Pasó el tiempo y entre medio –en el 2016 aparecieron los primeros indicios– fui diagnosticada con esclerosis múltiple. Ese año me dolió mucho la cabeza producto de una situación laboral altamente estresante y me fui a hacer una resonancia. Esa resonancia terminó arrojando hallazgos distintos a los esperados y me tuve que hacer unos estudios. Finalmente di con el diagnóstico. Y luego, en 2019, me divorcié y volví a vivir con mi madre por un tiempo. Pero contrario a lo que habíamos acordado con Javier, no se lo conté.
Hacia el final de ese mismo año, retomamos la conversación de manera más frecuente. Pero aun no le contaba de mi divorcio. En Año Nuevo, finalmente, me saludó y yo aproveché la instancia para sincerarme nuevamente. Acordamos juntarnos dos semanas después. Subiríamos un cerro él, su mejor amigo y yo. Jamás en mi vida había subido un cerro, pero acepté igual. En definitiva, a excepción de una sola vez y durante muy poco tiempo, no nos habíamos visto durante los últimos 12 años. Este sería nuestro primer reencuentro desde el colegio.
Llegado el día nos juntamos, nos abrazamos y nos deseamos un Feliz Año. Desde el primer minuto que lo vi, sentí como si me hubiera tele transportado al colegio. Me encantó esa sensación. Era entre nostálgica y de rememorar. Él estaba más grande, con más barba, pero siempre tímido. Y yo, que soy muy nerviosa y se me nota, trataba de esquivar su mirada. Así que me dediqué a hablar con su mejor amigo. Cuando llegamos a la cima del cerro y ya me sentía más en confianza, les conté lo que había sido mi vida esos años, les hablé de mi diagnóstico y de mi matrimonio que no había resultado. Desde esa vez no dejamos de vernos.

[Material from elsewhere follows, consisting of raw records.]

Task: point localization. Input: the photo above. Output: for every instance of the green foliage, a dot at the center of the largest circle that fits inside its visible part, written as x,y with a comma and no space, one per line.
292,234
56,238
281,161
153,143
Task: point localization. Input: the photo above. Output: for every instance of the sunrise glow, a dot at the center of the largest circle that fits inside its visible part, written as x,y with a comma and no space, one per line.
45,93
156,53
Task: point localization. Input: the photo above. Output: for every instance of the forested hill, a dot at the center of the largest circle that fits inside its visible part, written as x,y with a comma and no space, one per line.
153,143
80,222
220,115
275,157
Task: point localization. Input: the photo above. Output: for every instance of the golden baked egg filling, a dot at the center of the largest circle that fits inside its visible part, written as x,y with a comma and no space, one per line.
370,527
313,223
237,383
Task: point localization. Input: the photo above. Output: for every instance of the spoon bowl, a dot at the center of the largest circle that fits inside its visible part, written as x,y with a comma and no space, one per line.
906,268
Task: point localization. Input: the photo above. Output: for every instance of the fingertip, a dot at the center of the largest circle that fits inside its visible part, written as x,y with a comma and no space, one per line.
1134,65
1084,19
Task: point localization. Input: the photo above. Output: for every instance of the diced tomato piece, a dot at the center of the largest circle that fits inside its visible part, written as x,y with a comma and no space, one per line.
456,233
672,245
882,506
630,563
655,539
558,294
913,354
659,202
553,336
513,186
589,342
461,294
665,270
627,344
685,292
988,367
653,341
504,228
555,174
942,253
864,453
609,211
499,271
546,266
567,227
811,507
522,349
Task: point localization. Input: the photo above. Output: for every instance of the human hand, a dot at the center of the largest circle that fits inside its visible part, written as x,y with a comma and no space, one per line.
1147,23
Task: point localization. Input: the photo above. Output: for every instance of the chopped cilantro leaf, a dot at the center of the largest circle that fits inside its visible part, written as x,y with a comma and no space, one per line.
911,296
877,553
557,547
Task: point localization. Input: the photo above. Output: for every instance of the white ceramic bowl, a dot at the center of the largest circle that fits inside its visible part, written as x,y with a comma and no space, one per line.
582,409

Un par de semanas después, Javier me invitó a un asado íntimo en su casa y ahí hablamos abiertamente de lo que sentíamos. A ambos nos estaba pasando lo mismo: queríamos estar juntos y no importaba lo demás. Yo, que venía saliendo de una conferencia sobre la esclerosis múltiple y estaba con el folleto en la mano, se lo pasé y le pedí que lo leyera. También le pregunté si estaba realmente dispuesto a estar con alguien que tuviera esta enfermedad, con todos los desafíos que eso implica. Él me respondió que sí, que apoyaría en todo y que no quería, por ningún motivo, volver a perderme.
Desde ese día entendí que la vida nos había vuelto a juntar, que seguíamos siendo los mismos, pero ahora estábamos más grandes, más maduros y sabíamos con seguridad que queríamos estar juntos. Seguimos saliendo al cine, al cerro, a pasear. Y cuando tengo exámenes y controles o cuando me tengo que inyectar, él es quien me acompaña. En este tiempo volví a ver a su familia y él volvió a ver a la mía. Fue raro y sorpresivo, pero a la vez ambos fuimos muy bien recibidos. Mi mamá aun se acordaba de él.
En este último mes hemos decidido pasar la cuarentena separados, porque en su lugar de trabajo hay varios contagiados. Hasta que no se haga el examen, mantendremos la distancia social. Pero ha sido bueno: este tiempo ha servido para decantar todo lo que pasó en tan poco tiempo y hemos podido confirmar que nos echamos de menos y que no queremos volver a separarnos".
Elena Fernández (28) es funcionaria pública y estudia ingeniería.